O presidente do Conselho Brasileiro de Oftalmologia (CBO) Homero Gusmão afirma que “o Congresso Nacional já decidiu no ano de 2011, arquivando o projeto de lei que buscava a regulamentação da optometria”. Segundo ele, “já havia e ainda há lei federal que impõe os limites de atuação do optometrista. Temos conhecimentos da atuação de optometrista em outros países, que inclusive, a exemplo dos EUA, estão vendo agora a gravidade desta atuação ilimitada”.

Para o presidente do CBO, regulamentar a optometria em território nacional não traria benefícios aos pacientes. “Caso a população seja atendida por profissional não médico, temos um risco muito grande, da ausência de diagnóstico adequado”. No entanto, segundo Gusmão, a classe médica não é contrária à regulamentação da profissão. “É um equívoco o argumento utilizado pelos optometristas, de que esta ‘ocupação‘ não é regulamentada. Os decretos 20931/32 e 24.492/34 definem bem quais são os limites de atuação do optometrista, que não podem ter consultório para atender clientes, realizar consultas, exames e prescrever óculos ou adaptar lentes de contato por que isso, por lei, são atos médicos. A nossa defesa é que seja cumprida a lei vigente e seja fiscalizada qualquer tipo de atuação irregular ou ilegal nesse sentido”.
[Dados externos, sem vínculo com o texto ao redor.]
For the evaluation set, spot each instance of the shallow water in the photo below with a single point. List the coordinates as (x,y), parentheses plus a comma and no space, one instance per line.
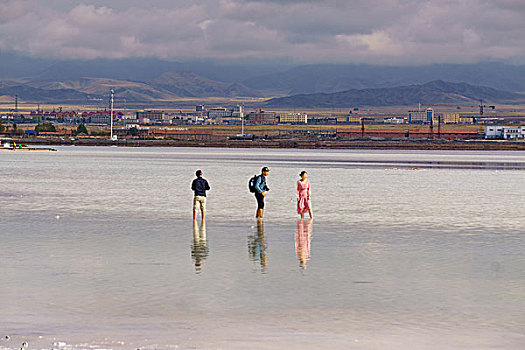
(413,249)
Segundo Gusmão, a Lei do Ato de 2013 define que são atos privativos de médico a determinação do prognóstico relativo ao diagnóstico nosológico, que á a conceituação da doença que acomete o ser humano. Além disto, para o CBO, miopia, hipermetropia e astigmatismo, por exemplo, não são apenas erros refrativos, já que estão referenciadas na versão atualizada da Classificação Estatística Internacional de Doenças e Problemas Relacionados à Saúde como CID H52.

De acordo com o Decreto 21.942 de 1934, os optometristas estão aptos para manipular ou fabricar lentes de grau, fazer o aviamento de receitas óticas fornecidas por médico oculista, substituir por lentes por outras de grau idêntico e datar e assinar diariamente o livro de registro do receituário de ótica. “O optometrista é o profissional ideal para ser o responsável pela ótica e a fabricação das lentes. Mas não para diagnosticar e tratar doenças, visto que isso compete ao médico. Esses atos são atos privativos de médicos e somente esses, por definição legal, podem realizá-los”, frisa o presidente do CBO.